Many older trout reels are surprisingly small, built to hold thin diameter silk lines. Trout lines were often shorter than they are today because shooting the line for distance was not a common practice. Many of these reels are still in use today as “midge” or ultralight reels.
This rare Leonard reel features composition panels of dramatically swirling orange pigment against a black background, giving it the appearance of a reel that might have been made in the 1970’s and not the 1870’s. One of the advantages of the 1877 patent is a no-tangle handle design in which the handle travels within a formed rim. This improvement can be seen in nearly all Leonard reels.
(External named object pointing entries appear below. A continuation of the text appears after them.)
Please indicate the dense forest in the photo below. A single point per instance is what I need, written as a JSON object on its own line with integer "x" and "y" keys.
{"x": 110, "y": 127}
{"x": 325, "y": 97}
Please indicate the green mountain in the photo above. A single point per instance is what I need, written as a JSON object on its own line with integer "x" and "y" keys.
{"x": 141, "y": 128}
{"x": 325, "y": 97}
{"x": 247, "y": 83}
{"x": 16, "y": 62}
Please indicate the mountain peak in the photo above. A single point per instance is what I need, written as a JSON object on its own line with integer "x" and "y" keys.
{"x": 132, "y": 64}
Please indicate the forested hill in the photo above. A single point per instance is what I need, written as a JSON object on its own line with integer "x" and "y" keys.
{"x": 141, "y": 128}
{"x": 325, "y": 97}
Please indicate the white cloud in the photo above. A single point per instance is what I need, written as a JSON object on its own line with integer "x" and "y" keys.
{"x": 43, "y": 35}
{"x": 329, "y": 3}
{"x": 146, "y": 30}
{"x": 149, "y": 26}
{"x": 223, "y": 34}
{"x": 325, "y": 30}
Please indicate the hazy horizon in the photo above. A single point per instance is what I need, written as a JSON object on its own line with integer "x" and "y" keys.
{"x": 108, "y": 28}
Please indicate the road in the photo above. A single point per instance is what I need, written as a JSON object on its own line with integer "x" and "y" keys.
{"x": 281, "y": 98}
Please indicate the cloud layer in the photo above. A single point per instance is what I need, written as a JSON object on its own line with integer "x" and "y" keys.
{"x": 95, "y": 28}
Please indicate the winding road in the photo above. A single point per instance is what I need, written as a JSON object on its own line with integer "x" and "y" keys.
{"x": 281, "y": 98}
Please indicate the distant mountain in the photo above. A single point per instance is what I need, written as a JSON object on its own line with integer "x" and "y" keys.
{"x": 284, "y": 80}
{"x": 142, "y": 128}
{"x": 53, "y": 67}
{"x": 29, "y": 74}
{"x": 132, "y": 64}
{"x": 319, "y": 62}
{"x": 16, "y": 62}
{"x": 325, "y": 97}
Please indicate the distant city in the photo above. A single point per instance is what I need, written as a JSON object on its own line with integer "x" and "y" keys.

If you were wondering…why, yes, that is the same H.L. Leonard who made fine bamboo rods. Leonard opened his Bangor, Maine, rod shop in 1871; this particular rod (above) is believed to have been among one of his first 6-strip models, which came to dominate American rodmaking for almost 50 years. This 1873 presentation rod, with cedar inlays in the grip, was build by Hiram Leonard for Bangor attorney H.H. Howells, who did patent work for Leonard.
Leonard moved his operations from Maine to Central Valley, New York in 1881 where he further perfected his design. It was here that Leonard designed the famous “Catskill” rod series, which were the lightest rods available at the time. This example is a 7 foot “Baby Catskill” model belonging to President Calvin Coolidge.